Snap, Crackle, Pop
I had Rice Krispies for breakfast. I didn't eat cereal when I was a kid; I didn't grow up with it. My mom made eggs and bacon and toast most mornings that I can remember. One of my sisters was allergic to milk, and we never really had it around. I never got in the habit of drinking milk, and don't now. I do remember my brother eating cereal in the mornings when he was probably in junior high, but by that time I was getting ready to move out and didn't pay a lot of attention.
Most mornings I take a carton of yogurt and a baggie full of low-fat granola to work and mix them, and that's my breakfast. Once or twice a week, if I'm running late or am especially hungry, I'll drive through McDonald's for a bagel sandwich, but I try not to do that very often.
I like the Special K with the "red berries:" dehydrated strawberries that I find amazingly good, but I read in someone else's blog the other day that they thought were disgusting. To each his own, I guess. I'm sure now that I've expressed my love for them, they'll disappear off the shelves . . .
I also like "Just Right," which comes in two varieties. I only like one. There's a fruit and nut, I think--that's not the one. It's something like "nutty clusters." I also like Post's Cranberry Almond Crunch. I'm a serial cerealist--I buy boxes of cereal one at a time. I don't eat it often enough to buy more than one kind, it takes me awhile to get through a box. So buying a new box is kind of an adventure--I get to choose what kind to buy.

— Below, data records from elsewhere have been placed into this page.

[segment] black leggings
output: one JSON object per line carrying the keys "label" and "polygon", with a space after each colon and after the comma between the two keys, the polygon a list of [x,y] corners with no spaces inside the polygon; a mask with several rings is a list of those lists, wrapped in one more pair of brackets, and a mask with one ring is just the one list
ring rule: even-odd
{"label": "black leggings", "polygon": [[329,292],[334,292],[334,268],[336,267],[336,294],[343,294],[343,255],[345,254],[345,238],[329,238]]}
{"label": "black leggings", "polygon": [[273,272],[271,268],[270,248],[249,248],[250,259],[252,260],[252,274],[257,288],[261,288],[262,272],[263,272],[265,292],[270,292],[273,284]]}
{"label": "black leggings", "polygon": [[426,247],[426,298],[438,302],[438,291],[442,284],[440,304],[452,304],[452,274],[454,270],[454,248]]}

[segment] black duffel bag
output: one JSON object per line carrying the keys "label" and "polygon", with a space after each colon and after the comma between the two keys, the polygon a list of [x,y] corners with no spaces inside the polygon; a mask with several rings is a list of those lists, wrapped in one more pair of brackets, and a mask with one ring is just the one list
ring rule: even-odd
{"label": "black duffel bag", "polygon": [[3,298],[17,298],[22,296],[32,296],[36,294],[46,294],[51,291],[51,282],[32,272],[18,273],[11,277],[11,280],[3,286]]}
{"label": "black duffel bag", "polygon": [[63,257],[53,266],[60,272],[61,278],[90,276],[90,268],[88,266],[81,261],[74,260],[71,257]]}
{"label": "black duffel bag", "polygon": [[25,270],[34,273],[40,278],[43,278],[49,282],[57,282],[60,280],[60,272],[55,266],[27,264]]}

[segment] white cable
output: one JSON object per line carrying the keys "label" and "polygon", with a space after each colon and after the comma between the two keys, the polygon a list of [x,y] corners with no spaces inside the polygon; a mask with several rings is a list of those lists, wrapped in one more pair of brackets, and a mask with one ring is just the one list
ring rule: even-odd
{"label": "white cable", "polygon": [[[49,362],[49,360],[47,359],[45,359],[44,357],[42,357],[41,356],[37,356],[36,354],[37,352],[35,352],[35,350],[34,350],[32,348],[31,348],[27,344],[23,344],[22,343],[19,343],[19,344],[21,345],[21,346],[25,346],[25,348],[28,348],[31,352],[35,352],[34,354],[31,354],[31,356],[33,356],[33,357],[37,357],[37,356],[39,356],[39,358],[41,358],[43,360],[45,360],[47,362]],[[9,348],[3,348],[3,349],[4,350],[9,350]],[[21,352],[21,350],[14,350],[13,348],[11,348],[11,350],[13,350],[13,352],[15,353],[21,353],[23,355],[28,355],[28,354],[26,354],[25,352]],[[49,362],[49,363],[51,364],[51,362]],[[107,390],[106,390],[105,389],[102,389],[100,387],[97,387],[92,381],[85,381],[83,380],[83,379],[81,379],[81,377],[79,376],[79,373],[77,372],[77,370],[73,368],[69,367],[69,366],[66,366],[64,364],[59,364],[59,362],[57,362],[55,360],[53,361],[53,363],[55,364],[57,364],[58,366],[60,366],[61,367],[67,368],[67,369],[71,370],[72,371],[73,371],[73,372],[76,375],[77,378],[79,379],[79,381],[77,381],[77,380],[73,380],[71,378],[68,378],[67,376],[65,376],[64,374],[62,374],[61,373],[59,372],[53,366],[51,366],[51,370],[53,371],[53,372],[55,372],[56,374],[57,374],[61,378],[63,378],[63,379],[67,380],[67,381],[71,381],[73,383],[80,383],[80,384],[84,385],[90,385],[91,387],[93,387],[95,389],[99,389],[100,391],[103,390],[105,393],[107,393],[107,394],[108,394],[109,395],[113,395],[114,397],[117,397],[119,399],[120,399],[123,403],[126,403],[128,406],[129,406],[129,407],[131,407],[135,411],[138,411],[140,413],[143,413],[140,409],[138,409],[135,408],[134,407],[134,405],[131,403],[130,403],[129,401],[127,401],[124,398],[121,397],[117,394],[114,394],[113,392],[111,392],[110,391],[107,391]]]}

Last weekend I was walking down the cereal aisle at Target, and Rice Krispies caught my eye, and sounded good, so that's what I bought. Along with a few bananas, because they complement the Rice Krispies so well. This morning, with a banana sliced on top, and a sprinkle of sugar from my grandmother's old cocoa jar (just a glass jar with a screw-on metal lid, but I remember that she kept cocoa in it; I keep sugar in it), and with a glass of pineapple-orange juice, Snap Crackle and Pop was just right.
I was looking around at various cereal company sites, trying to figure out what that cranberry cereal was called without actually getting up out of my chair and going to see if I had a box of it in the pantry (I don't think I do, anyway), and resorted to a search engine, searching for one of those cereal rating sites. I ran across a Brunching Shuttlecocks cereal rating page, and then kept looking around, and found this: Aspects of the Future Circa 1953.
Flying cars and the future are synonymous. That's how we know it's not the future yet: there are no flying cars in mass production.
I still love the whole 50's science fiction vision of the future. I loved the Jetsons. Still do. I never thought that I'd be living in space, in a turquoise and pink smooth plastic house with a bubble, but yeah, I suppose I thought that by now we'd having flying cars, at least.